Is there an STL algorithm to find if an element is present in a container based on some tolerance?

Question

The problem I am trying to solve is a following: I have a container of floating points (vector of double vectors):

std::vector<std::vector<double>> dv { {0.0, 0.0}, {1.0, 0.0}, {0.0, 1.0}, {1.0, 1.0} };

Then, assume I have a new point (double vector):

std::vector<double> v1 {0.0001, 1.0};

I want to check if a point v1 is present in dv container based on some tollerance. The distance between two vectors is calculated as Euclidean distance.

I have looked to the relevant questions and answers:

• How to find if an item is present in a std::vector?
• check if a std::vector contains a certain object?

and was also trying to use std::find_if() without any success, as it accepts only unary predicate.

At the moment I came up with a temporary solution.

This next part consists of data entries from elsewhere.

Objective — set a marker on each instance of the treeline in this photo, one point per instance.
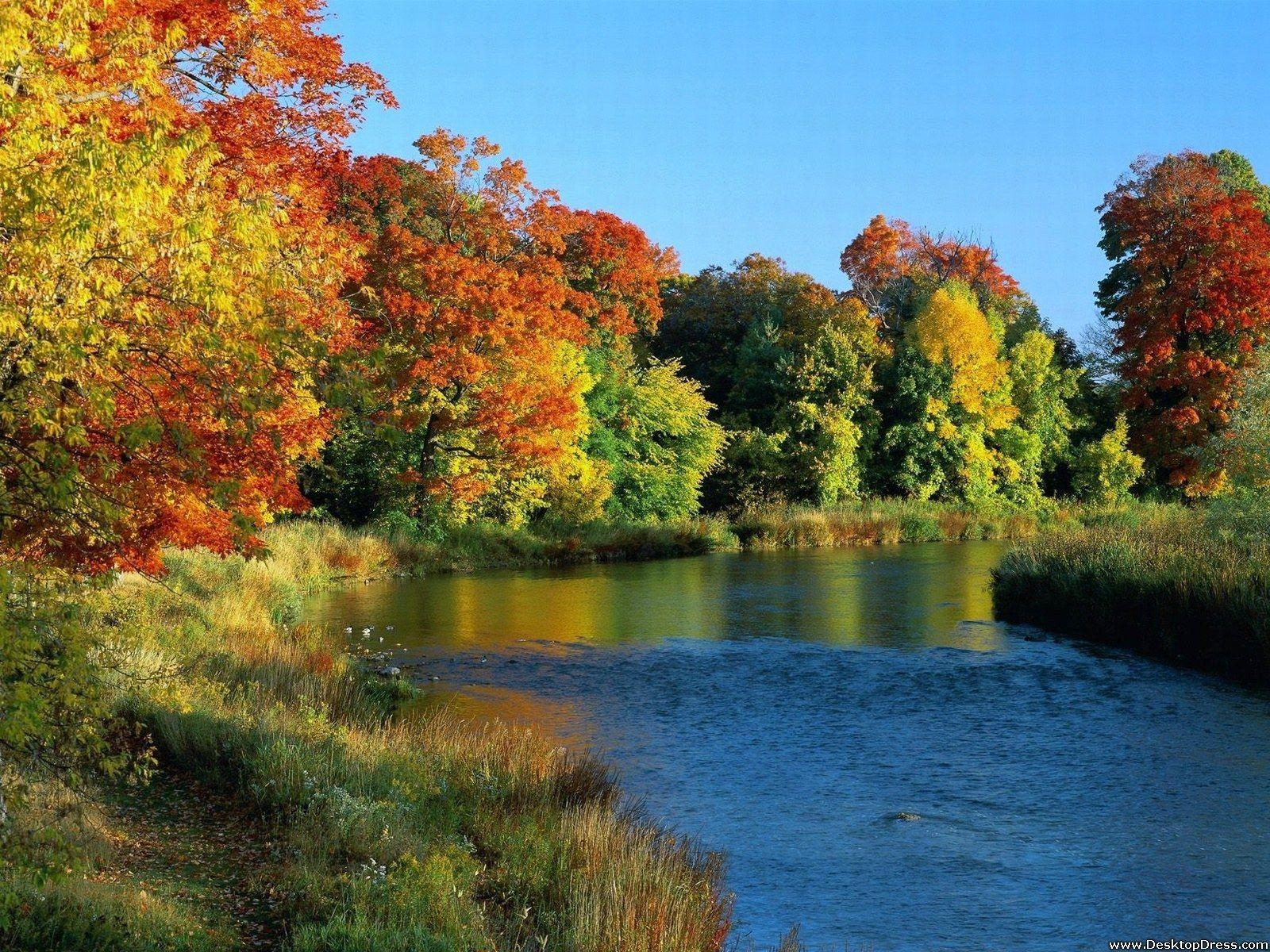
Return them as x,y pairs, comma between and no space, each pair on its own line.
933,378
213,313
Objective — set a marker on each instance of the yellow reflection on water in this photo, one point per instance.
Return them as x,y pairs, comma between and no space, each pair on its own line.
912,596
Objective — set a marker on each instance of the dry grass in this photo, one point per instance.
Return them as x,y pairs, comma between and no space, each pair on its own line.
400,833
1168,582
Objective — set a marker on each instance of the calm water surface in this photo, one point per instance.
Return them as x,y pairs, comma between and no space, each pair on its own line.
785,708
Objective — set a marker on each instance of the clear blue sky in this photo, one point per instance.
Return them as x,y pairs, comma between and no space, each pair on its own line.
783,127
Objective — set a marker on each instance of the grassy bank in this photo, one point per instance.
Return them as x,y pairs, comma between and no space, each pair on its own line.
888,520
289,808
1168,582
366,833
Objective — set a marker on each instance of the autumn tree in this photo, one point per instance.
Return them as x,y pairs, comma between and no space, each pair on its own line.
950,395
167,291
168,285
892,268
495,366
1189,298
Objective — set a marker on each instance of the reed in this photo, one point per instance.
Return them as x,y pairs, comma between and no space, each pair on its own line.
394,831
1168,582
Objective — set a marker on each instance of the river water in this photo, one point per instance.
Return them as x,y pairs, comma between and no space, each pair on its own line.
789,708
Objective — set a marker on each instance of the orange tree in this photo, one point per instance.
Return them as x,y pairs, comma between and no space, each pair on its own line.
168,283
486,315
167,268
1189,298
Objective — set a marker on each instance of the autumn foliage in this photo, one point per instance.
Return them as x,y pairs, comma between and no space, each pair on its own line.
479,295
887,254
1189,295
169,278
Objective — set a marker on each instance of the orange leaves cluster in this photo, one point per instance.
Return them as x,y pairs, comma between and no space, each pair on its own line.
169,276
478,296
888,251
1189,291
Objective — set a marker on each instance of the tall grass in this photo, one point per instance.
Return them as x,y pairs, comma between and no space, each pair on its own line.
888,520
421,833
1168,582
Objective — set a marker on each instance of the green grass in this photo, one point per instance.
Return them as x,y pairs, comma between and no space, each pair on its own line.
362,829
1172,583
422,833
889,520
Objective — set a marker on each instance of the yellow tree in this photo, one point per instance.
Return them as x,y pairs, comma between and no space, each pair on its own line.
967,397
162,301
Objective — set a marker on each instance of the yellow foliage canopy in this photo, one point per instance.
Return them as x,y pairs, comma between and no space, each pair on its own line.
952,330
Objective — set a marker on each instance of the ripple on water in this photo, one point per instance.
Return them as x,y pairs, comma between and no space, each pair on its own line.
791,708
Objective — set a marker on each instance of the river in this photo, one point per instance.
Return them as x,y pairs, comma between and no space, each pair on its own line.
791,708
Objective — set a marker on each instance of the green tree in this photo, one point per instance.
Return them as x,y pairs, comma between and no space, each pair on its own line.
652,431
789,365
1105,469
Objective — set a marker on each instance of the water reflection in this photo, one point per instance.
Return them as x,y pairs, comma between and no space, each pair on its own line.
893,597
787,706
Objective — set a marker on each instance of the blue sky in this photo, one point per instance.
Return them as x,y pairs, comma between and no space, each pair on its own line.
783,127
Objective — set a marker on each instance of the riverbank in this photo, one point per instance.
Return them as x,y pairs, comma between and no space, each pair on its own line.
360,831
487,545
1166,582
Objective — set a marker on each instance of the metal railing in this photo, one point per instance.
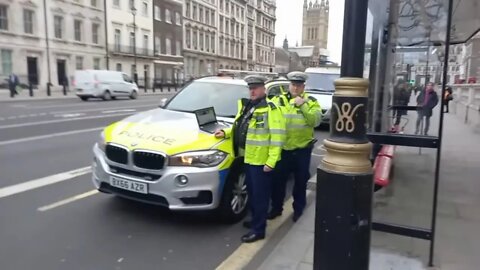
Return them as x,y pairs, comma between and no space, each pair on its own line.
131,50
466,101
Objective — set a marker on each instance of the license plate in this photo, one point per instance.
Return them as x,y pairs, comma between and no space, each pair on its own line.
129,185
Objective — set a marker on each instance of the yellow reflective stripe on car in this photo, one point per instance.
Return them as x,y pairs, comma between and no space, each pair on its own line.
293,116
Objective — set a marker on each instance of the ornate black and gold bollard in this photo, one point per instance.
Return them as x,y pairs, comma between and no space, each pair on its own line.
345,184
344,178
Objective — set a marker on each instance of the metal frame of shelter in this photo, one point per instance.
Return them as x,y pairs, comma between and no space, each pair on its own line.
434,142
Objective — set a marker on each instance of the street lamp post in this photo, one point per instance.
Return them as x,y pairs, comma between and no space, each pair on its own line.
344,178
134,13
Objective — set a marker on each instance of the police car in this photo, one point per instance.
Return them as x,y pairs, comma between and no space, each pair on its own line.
163,157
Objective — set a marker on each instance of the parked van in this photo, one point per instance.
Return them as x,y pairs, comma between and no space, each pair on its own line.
320,85
104,84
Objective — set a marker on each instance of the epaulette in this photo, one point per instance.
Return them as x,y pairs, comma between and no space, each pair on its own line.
244,101
272,105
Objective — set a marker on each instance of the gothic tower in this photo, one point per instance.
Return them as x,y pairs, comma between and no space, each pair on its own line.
315,24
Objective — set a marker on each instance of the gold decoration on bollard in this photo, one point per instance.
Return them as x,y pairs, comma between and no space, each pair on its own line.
347,158
351,158
345,117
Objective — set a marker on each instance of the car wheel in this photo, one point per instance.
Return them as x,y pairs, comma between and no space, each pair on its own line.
133,95
107,95
233,205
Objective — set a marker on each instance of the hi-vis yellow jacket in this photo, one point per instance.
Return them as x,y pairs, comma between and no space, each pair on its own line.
265,135
300,121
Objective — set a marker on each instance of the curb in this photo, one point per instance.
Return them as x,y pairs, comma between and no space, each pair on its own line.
56,97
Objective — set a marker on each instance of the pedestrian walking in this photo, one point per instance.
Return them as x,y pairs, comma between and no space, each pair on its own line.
302,113
448,97
258,134
426,101
12,84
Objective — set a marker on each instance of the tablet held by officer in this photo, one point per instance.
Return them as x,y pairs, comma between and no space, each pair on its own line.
258,134
302,113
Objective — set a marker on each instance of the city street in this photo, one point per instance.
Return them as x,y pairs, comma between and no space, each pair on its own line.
52,218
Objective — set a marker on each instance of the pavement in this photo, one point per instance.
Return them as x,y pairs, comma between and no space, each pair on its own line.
52,218
57,93
408,201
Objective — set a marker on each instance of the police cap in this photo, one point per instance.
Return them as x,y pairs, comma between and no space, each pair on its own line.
297,76
255,80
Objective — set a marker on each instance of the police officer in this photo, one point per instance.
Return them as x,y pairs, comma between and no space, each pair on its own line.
302,113
259,133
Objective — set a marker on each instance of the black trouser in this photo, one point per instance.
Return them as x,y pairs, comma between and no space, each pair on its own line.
420,117
447,102
12,90
296,162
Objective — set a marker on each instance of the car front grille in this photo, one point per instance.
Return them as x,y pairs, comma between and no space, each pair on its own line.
116,154
148,160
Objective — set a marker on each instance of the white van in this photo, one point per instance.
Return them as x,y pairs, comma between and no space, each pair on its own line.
103,84
320,85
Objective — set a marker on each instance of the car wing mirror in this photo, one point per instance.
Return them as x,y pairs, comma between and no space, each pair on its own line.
163,103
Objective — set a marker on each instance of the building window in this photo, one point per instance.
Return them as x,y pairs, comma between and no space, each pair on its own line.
168,46
58,26
195,40
178,18
6,57
187,10
95,30
3,17
157,13
207,42
145,9
158,45
132,41
96,63
77,24
212,43
168,16
79,62
187,38
178,47
117,39
145,44
28,21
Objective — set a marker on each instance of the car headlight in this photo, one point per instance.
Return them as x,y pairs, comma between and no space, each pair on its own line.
203,159
101,141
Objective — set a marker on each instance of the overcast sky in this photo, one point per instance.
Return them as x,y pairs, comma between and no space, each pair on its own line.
289,23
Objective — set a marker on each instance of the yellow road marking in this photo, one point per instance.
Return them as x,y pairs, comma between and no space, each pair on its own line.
68,200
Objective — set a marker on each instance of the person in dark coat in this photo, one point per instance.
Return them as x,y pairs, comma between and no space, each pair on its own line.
401,97
426,101
448,97
12,84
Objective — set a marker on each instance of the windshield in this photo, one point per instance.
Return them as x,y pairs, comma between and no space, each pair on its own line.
321,81
198,95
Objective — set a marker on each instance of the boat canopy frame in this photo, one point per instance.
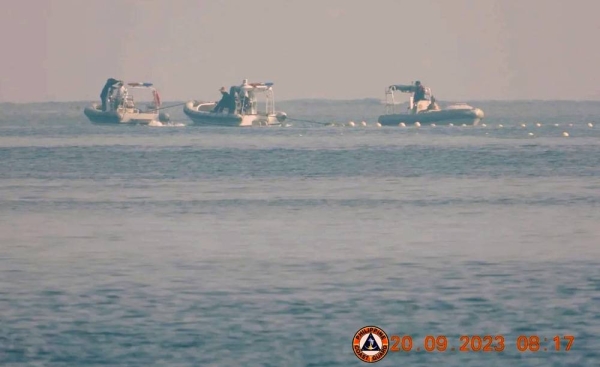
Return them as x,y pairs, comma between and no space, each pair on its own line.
390,100
127,101
250,92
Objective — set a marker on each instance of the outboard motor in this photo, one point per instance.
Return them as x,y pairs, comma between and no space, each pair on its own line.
164,117
281,116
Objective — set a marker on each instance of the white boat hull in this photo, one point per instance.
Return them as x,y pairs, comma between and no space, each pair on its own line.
201,114
121,116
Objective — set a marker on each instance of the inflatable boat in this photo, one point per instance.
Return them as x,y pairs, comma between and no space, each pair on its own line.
123,110
242,111
426,111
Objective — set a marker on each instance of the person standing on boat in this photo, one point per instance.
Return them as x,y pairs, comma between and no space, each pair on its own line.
121,93
225,101
419,92
105,91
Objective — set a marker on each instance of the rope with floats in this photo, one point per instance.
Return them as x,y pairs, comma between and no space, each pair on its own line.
311,121
164,108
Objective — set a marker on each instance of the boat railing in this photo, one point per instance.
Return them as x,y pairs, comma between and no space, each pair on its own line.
391,103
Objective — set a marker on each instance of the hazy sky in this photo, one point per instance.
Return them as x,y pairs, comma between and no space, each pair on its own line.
64,50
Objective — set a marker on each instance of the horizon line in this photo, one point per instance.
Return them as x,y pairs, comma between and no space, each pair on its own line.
332,99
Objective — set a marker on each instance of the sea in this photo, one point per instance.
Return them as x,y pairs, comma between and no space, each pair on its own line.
179,245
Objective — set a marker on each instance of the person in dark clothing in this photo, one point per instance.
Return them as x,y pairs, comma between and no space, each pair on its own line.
419,92
104,94
225,102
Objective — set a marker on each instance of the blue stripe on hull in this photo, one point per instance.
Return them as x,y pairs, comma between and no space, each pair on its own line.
437,117
212,119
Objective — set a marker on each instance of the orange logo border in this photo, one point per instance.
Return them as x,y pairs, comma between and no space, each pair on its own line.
384,344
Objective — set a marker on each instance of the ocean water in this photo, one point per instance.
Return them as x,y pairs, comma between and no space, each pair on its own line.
188,246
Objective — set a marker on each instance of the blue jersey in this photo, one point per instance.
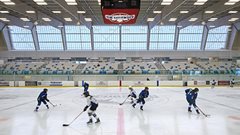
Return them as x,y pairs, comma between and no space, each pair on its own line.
42,96
85,86
190,95
144,94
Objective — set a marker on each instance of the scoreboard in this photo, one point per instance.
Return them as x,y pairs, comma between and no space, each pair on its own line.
120,11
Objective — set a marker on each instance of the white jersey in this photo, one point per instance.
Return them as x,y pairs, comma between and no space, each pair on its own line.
91,100
132,93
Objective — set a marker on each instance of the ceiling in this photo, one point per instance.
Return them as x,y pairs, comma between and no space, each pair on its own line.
93,11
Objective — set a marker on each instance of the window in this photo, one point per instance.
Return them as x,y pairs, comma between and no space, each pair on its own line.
134,38
162,37
217,38
190,38
21,38
106,37
49,38
78,38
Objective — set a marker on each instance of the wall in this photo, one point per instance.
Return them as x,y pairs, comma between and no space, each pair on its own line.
120,54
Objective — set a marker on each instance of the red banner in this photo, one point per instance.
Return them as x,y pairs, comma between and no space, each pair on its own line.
120,16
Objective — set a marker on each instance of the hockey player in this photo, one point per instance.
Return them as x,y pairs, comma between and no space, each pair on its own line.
93,104
42,98
232,83
132,94
191,96
85,86
213,84
144,94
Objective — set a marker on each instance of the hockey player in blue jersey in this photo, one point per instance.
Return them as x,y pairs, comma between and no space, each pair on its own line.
85,86
144,94
42,98
132,94
191,96
93,104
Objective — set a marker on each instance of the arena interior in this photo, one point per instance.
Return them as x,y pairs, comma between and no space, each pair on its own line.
117,47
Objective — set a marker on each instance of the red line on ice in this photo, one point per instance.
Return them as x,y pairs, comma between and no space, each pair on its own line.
120,125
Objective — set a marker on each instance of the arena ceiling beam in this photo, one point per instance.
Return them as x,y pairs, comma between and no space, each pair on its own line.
222,21
204,37
2,25
64,39
21,9
16,21
166,11
176,37
231,37
35,38
72,10
237,25
218,8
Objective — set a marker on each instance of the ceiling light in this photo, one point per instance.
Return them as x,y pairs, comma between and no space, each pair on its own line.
212,19
184,12
202,1
232,12
193,19
46,19
229,3
69,1
157,12
68,19
56,12
74,3
150,19
30,12
233,19
25,19
234,1
81,12
172,19
209,12
5,19
88,19
38,0
41,3
198,3
9,3
165,3
4,12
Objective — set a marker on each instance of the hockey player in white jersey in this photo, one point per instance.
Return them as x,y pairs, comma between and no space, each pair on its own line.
132,94
93,104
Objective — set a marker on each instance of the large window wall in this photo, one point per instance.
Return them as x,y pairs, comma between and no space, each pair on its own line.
78,38
49,38
162,38
217,38
21,38
106,37
190,38
116,38
134,38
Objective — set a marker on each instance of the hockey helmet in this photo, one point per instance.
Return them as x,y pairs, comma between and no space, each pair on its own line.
86,93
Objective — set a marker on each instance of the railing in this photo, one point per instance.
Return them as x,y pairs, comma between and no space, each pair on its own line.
120,72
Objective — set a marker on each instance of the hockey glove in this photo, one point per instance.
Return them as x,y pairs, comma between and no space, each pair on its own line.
85,108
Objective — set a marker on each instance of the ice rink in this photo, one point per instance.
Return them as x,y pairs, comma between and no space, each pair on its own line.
165,112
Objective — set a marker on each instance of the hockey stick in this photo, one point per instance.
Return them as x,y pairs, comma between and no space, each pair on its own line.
65,125
206,115
124,101
52,104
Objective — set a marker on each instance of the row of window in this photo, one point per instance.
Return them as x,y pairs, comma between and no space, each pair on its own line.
108,38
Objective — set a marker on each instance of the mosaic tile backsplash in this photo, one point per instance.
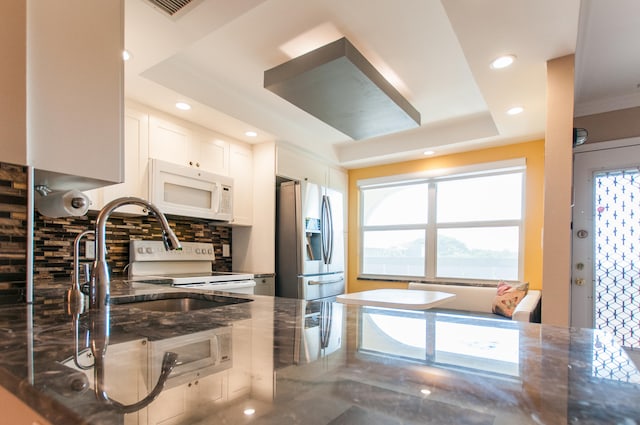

First, I created a generic function to find the Euclidean distance between two vectors:

template <typename InputIt1, typename InputIt2>
double EuclideanDistance(InputIt1 beg1, InputIt1 end1, InputIt2 beg2) {
  double val = 0.0;
  while (beg1 != end1) {
    double dist = (*beg1++) - (*beg2++);
    val += dist*dist;
  }
  return val > 0.0? sqrt(val) : 0.0;
}

Second, I created check_if function to check if an element is presented in a container based on the tolerance (Epsilon):

template <typename Container, typename Element>
bool check_if(const Container& c, const Element& el,
              const double Epsilon = 0.001) {
  auto pos = c.begin();
  for (; pos != c.end(); ++pos) {
    if (EuclideanDistance(pos->begin(), pos->end(), el.begin()) < Epsilon) {
      return true;
    }
  }
  return false;
}

And then I can use my code in a context like this:

// Check if container contains v1 using check_if()
if (check_if(dv, v1)) {
  std::cout << "Using check_if() - Container contains v1\n";
}

So my questions are following:

1. Is there in-house an STL algorithm to achieve the same goal? If no, how could I improve my code? For example, I'm not sure how could I use any distance function in check_in() instead of EuclideanDistance()?
2. I wonder if AshleysBrain suggestion (https://stackoverflow.com/a/3451045/3737891) to use std::set instead of std::vector could make any difference having a container of floating points?

Answer 1

and was also trying to use std::find_if() without any success, as it accepts only unary predicate.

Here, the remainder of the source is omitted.